The symposium on Studies of Neighboring Countries in China and New Disciplines Construction was held at Fudan University on June 23.
China should appropriately tackle its relationship with neighboring countries.There is an urgent need to develop a discipline which studies neighboring countries. Recently, a symposium on this domain of studies was held in Shanghai, dedicated to such fundamental issues as the mission, theoretical framework and core topics of this discipline.
The mission and goal of the discipline of studies on neighboring countries in China is to explore the strategies that China may adopt in tackling relations with neighboring countries when it becomes a “strong” nation, said Shi Yuanhua, director of the Center for China’s Relations with Neighboring Countries of Fudan University. It should give answers to questions about how China should build friendly, cooperative and win-win relations with its neighboring countries and establish a community of shared destiny as it has proposed, he said.
Zhao Weihua, a research fellow from the Guangdong Institute for International Strategies, said that China’s studies of its neighboring countries are meant to build a completely equal community of shared destiny for China and its neighboring countries, which should show mutual respect and pursue mutual benefits and win-win results. It’s distinctively different from regional studies which prioritize the interests of a specific country, Zhao said.
The idea of a community of shared destiny was first proposed in China’s neighborhood diplomacy, and the establishment of this community should also begin with interactions between China and its neighboring countries, said Qiu Fahua, an associate professor of international relations from the University of Shanghai for Science and Technology. The studies of China’s neighboring countries should take the idea of a community of shared destiny for humanity as its theoretical foundation and aim to promote the establishment of such a community, she said. These studies should broaden their field of vision by paying more attention to the practical conditions, historical experience and the approaches to establishing this community, she said.
China’s studies on its neighboring countries are not evocative of the tributary system from history, nor the “China-centrism” as speculated by some scholars both from Western countries and China’s neighboring countries, Shi said. It is rather a new theory with Chinese characteristics in conformity with the needs of the era, established by summarizing and absorbing the reasonable ingredients from both the fine traditional Chinese culture and the Eastern theories of international relations, he said.
For example, economically, the new discipline should dedicate itself to getting rid of the old geopolitical economic theories and old paradigm of globalization, and summarize and elucidate the experience and regular patterns of establishing the “Belt and Road” under the principle of achieving shared growth through discussion and collaboration, Shi said. The complexity and comprehensiveness of China’s relations with its neighboring countries demands China’s studies on this to be inclusive and open. Yang Luhui, director of the Institute of Asia-Pacific Studies at Shandong University, suggested that Chinese scholars should take an all-dimensional and interdisciplinary vision when studying the relationships between China and its neighboring countries.

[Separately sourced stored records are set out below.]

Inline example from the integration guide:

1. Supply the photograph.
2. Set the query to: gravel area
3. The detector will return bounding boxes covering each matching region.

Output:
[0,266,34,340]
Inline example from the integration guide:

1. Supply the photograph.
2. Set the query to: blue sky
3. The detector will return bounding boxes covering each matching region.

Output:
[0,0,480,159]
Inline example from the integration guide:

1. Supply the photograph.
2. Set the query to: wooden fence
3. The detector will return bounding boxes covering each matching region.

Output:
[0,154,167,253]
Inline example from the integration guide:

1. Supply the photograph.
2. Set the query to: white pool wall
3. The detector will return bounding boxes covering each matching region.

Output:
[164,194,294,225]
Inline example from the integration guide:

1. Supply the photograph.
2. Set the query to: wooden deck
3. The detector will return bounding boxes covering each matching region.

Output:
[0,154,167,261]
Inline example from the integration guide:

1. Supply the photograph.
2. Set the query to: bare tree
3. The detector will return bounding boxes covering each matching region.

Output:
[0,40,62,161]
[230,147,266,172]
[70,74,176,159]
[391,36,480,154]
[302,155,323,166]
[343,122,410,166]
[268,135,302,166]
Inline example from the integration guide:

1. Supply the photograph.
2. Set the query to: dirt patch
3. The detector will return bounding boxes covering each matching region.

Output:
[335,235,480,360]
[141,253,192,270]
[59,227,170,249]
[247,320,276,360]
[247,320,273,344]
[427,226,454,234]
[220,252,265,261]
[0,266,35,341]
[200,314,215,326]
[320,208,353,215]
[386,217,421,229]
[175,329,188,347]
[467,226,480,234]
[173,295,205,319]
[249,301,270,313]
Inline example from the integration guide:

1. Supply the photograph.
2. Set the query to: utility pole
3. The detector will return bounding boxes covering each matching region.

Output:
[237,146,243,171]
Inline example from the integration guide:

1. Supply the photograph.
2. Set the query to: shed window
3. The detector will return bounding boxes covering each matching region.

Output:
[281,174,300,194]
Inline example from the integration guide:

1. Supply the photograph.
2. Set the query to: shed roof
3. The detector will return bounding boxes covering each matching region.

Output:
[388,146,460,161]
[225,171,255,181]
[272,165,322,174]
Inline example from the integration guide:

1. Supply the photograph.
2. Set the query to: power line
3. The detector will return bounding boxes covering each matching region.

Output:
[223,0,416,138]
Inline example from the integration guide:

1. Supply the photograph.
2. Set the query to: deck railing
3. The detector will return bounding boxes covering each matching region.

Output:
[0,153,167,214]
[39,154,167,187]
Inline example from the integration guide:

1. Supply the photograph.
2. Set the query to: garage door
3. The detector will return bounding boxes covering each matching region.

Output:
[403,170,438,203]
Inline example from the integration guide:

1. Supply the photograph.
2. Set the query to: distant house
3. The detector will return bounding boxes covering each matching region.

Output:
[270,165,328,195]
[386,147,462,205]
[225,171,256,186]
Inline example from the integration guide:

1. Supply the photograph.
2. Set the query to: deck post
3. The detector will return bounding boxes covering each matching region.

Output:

Chen Fenglin, a professor from the School of History at Beijing Normal University, stressed the significance of a holistic mentality in studies of neighboring countries of China. When studying these countries, China and its neighboring countries should be considered as an organic whole, he said. We should notice both the differences between them as well as what they have in common, he added. This requires Chinese scholars to change the situation where more attention was paid to the historical development of these countries and less to the connections among these nations, Chen said, adding that neighboring countries can be studied as a whole rather than respectively and separately.
This discipline should also explore how the domestic political and economic situations in these neighboring countries are connected to their relationships with China, said Zhong Feiteng, director of the Department of Neighborhood and Global Strategies of China at the National Institute of International Strategy under the Chinese Academy of Social Sciences. In fact, China’s neighboring countries have drastically different political systems, compositions of nationalities, stages of development and resource endowments, and they are good subjects for comparative studies, he said.